Yes.  I know that.  It means that, at a very young age, my daughter won’t be plunged into all kinds of decisions about her own genetic testing, stepped-up surveillance, possible prophylactic surgery, prescribed drugs.  I know that.  I know it’s good news.

So why does it make me feel so emotional and uncertain?  I guess it’s because the world of science and medicine is telling me and my daughter what it knows now.  It’s something — but it’s not enough.  It’s a semi-tidy bit of certainty in an overall mosaic of family history, chance, environment, an unknowable future; a present that’s a little better known — but still unclear.

Even with this news, I still can’t stop looking over my shoulder at my own horror story of a family history: mother and my only two aunts with breast cancer; grandmother with colon cancer; grandmother with lung cancer; aunt who survived breast cancer only to die from pancreatic cancer.  Sure, I didn’t carry one of the known genes.  But didn’t this family history mean something?

I’d signed up for a genetic test under false pretenses, I finally realized, as I left the office.  On the surface, I’d signed up to find out whether I had one of two genes that indicated hereditary forms of cancer.  But what I really wanted to know was something far greater, far more complicated, more important: Is my daughter going to be safe?

When it came down to it, I hadn’t wanted science.  I’d wanted magic.  But isn’t that what every mother wants?

(Copyright 2008 by Ruth Pennebaker)

1 comment… add one
  • Steve Collins Link

    Fathers want that same magic. Parents of both sexes want their children to be healthy and happy. The order doesn’t matter; we want both for them.

    Maybe it’s because I’m a survivor myself, but I always find UTMDAnderson an upbeat place, and did so from my first visit there following diagnosis. The place is full of desperately ill, gaunt, pale people, looking for hope. Yet the place is airy and bright, the piano is playing in the lobby, the staff is excessively upbeat and smiling. It IS hopeful. And it IS so much better than the waiting room of South Austin Cancer Center, my version of Texas Oncology.

    I’ve always found the waiting room at the local cancer center too dark (physically and psychologically), too quiet. I’d much rather be in a place where you have trouble hearing your name called by the nurse. There’s nothing worse than hearing the monotone calling of your own name in the imposing quiet of the waiting area. I’ll be quiet when I’m dead (I guess); in this life I need some noise.

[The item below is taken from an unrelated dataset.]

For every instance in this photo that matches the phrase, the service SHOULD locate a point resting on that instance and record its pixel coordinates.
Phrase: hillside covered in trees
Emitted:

    A couple of years ago, just as I heard that dreaded announcement of my name, an elder friend of mine was wheeled up to the receptionists’ desk. Sue was a lively, loud person under all circumstances. I walked over to Sue and greeted her with a question to which I knew the generic answer, but I wanted hear HER answer. Sue would liven this place up.

    “Sue, what are you doing here?”

    “WELL, THEY TELL ME I’M DYIN’!.” She said it with a loud, happy voice that bounced around the waiting area.

    “Hell, Sue. We’re all dyin’. The only question is when.”

    “I GUESS THAT’S ABOUT RIGHT. BUT I’LL KEEP TAKIN’ WHAT THEY’RE GIVIN’.”

    She died of her cancer eight or nine months later.

    I don’t what the other gathered patients in that waiting room thought of our conversation. Most were likely uncomfortable with, if not discomforted by, the words giving voice to their own reality. But at least Sue and I were alive and lively, and I smile every time I think of her and that conversation.